Vancomycin > metronidazole for severe C. difficile-associated diarrhea

Clinical question
Is metronidazole or vancomycin more effective for treating CDAD based on disease severity?

Bottom line
In this small study, metronidazole and vancomycin are equally effective for the treatment of mild CDAD, but vancomycin is superior for treating patients with severe CDAD.

Reference
Zar FA, Bakkanagari SR, Moorthi KM, Davis MB. A comparison of vancomycin and metronidazole for the treatment of Clostridium difficile-associated diarrhea, stratified by disease severity. Clin Infect Dis 2007;45:302-7.
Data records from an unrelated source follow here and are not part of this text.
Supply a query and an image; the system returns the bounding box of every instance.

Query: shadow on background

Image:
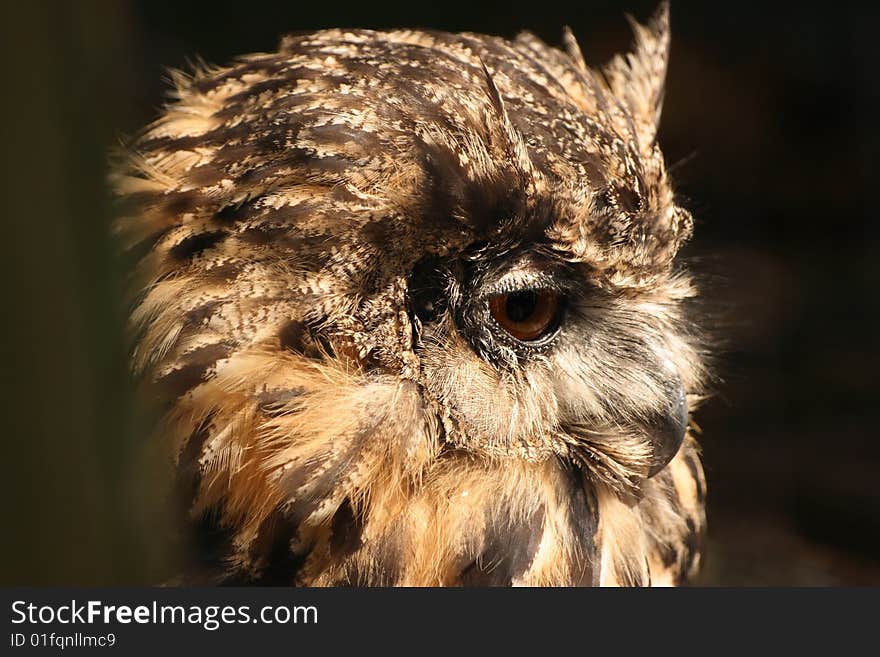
[0,0,880,585]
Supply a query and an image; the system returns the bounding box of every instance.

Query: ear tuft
[602,0,669,148]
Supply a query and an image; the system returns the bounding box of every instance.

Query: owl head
[114,0,702,583]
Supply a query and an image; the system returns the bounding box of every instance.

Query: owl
[112,4,706,586]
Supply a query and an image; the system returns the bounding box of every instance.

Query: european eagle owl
[113,0,705,586]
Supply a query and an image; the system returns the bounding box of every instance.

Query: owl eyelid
[481,269,569,299]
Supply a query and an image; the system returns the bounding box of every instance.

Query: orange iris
[489,289,559,342]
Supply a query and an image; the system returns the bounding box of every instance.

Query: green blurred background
[0,0,880,585]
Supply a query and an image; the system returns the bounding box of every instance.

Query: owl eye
[489,289,561,342]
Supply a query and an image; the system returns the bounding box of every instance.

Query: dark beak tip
[648,377,688,477]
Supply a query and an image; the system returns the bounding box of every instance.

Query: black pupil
[504,290,538,323]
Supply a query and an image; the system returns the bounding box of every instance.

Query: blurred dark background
[0,0,880,585]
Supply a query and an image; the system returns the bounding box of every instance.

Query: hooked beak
[648,374,688,477]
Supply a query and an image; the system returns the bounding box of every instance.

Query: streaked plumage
[114,5,705,585]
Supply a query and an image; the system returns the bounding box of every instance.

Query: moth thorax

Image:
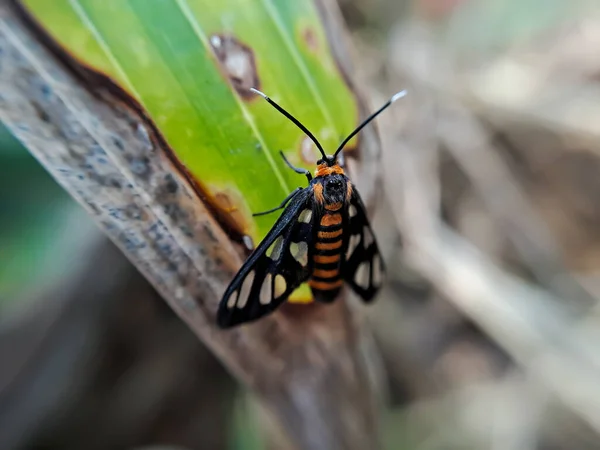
[315,163,344,177]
Study design: Randomized controlled trial (double-blinded)

Synopsis
The incidence and severity of Clostridium difficile-associated diarrhea (CDAD) has been increasing, and there have been recent reports of metronidazole treatment failure. Metronidazole is still commonly used as first-line treatment for CDAD but has never been compared with vancomycin in a prospective, randomized, double-blind, placebo-controlled trial. The authors conducted such a trial, stratifying patients according to disease severity, to investigate whether one agent was superior for treating either mild or severe disease. From October 1994 through June 2002, patients with CDAD were stratified according to whether they had mild or severe disease based on clinical criteria and were randomly assigned to receive oral metronidazole (250 mg 4 times per day) or oral vancomycin (125 mg 4 times per day) for 10 days. Both groups received an oral placebo in addition to the study drug. Patients were followed up for 21 days to assess cure, treatment failure, relapse, or intolerance. One hundred seventy-two patients were enrolled, and 150 of these patients successfully completed the trial. Among the patients with mild CDAD, treatment with metronidazole or vancomycin resulted in clinical cure in 90% and 98% of the patients, respectively (P=.36). Among the patients with severe CDAD, treatment with metronidazole or vancomycin resulted in clinical cure in 76% and 97% of the patients, respectively (P=.02). Clinical symptoms recurred in 15% of the patients treated with metronidazole and 14% of those treated with vancomycin.